As for the third piece of the novel -- have I mentioned the 4-foot-tall female lizard? Well, no; I've been saving Catareen, because I didn't want to scare anyone off. If the first two stories of ''Specimen Days" are odes to form -- the first a Dreiseresque tale of street realism, the second a detective story -- the last, ''Like Beauty," tips its hat to literary sci-fi, or at least to the futuristic novel. It is sometime in the 22d century, Manhattan has been turned into a grungy theme park (imagine Sturbridge Village meets ''Tales From the Dark Side"), and the new underclass is a reptilian group from another planet who are called Nadians. Catareen is a queenly, mostly silent Nadian who's found work as a nanny; when she's upset or contemplative, she goes into Nadian mode -- her nostrils flare, she refuses to speak. She and Simon (who has undergone almost as extreme a character evolution) meet one day in what's left of postapocalyptic Central Park. Together, they find their way to Luke -- and to the usual fire-and-ice brigade of end-game novels, walking toward the beckoning stars and winds of Whitman's dark continent.

One of the many gifts of ''Specimen Days" is the detailed finery with which Cunningham pulls all this off. Because let's face it; the whole thing sounds more than a little ludicrous: Dickensian child meets modern cop meets lizard lady who's misplaced her spaceship. But the great cohesive elegance of ''Specimen Days" is its understated but confident authorial sensibility -- the mind that envisioned these parallel universes, and the observer's eye that captures the melodious reach of history. Lucas in the first novella finds life a bearable enterprise by embracing its pain and beauty both; Cat, in the second, struggles against the dreary, private truths of a class-bound police system, where ''death itself felt cheap and cheesy." And in Catareen's story, it is a testament to Cunningham's audacious facility that our emerald-skinned heroine is so multilayered and evocative -- that one is as moved by her breathy, singsong communication as by the earlier hymn of 19th-century Lucas spouting poetry.

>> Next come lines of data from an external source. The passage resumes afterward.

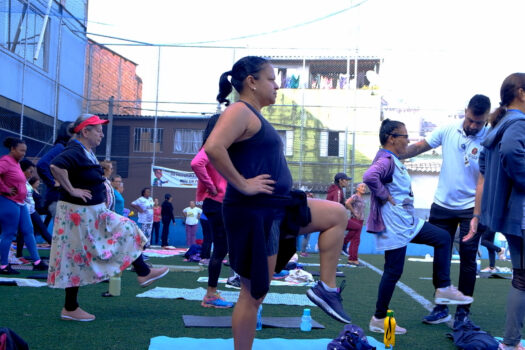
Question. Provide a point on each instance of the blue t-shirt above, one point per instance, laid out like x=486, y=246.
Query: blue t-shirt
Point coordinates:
x=460, y=169
x=401, y=223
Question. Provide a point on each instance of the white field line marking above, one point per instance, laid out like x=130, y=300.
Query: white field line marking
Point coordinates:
x=411, y=293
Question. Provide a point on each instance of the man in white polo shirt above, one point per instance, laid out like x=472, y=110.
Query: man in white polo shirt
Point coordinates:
x=454, y=198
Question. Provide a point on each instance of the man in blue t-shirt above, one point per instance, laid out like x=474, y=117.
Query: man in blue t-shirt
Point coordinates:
x=454, y=198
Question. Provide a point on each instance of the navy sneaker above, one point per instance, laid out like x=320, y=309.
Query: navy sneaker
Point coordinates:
x=462, y=318
x=438, y=315
x=329, y=302
x=8, y=270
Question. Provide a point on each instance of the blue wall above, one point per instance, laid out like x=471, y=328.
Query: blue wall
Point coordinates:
x=39, y=90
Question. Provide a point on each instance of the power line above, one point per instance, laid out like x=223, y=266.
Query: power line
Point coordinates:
x=278, y=30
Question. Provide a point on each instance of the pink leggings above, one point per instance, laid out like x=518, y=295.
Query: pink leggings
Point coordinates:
x=191, y=231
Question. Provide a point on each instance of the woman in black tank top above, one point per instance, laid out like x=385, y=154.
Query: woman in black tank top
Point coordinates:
x=247, y=151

Unsurprisingly, death and resurrection images abound in ''Specimen Days"; the subject is no doubt one reason Cunningham reached toward the fiery acceptance of Whitman, who dared to cast an eye upon decaying flesh and newborn roses with equal authority. So when a bowl reappears from one story to the next, it seems like grail and temptation both; when a character mildly misquotes Whitman -- ''And to die is different from any one supposed, and luckier" -- the incantation sounds murderous and blissful at once. Poetry is the great equalizer in these three stories, a task Whitman would have heralded and that Cunningham undertakes with barely suppressed narrative delight. ''I am large, I contain multitudes," Whitman sang, and Cunningham must have guessed there was room enough in that splendid ego for him to hitch his wagon to Whitman's firmament.

Readers who want ''Specimen Days" to be ''The Hours" all over again -- splendid and sad and moody as Virginia Woolf -- might be disappointed with this novel. It isn't seamless, and each story has a slightly fleeting feel, as though we are leaving one too soon to get to the next. But there's a quality of plain old pleasure here, too. If ''In the Machine" is as grippingly sorrowful as Little Nell, Catareen's story has an ''E.T." feel that's irresistibly affectionate. Credibly or not, even the crazy people in ''Specimen Days" are eloquent. And Whitman, above all, would have appreciated that.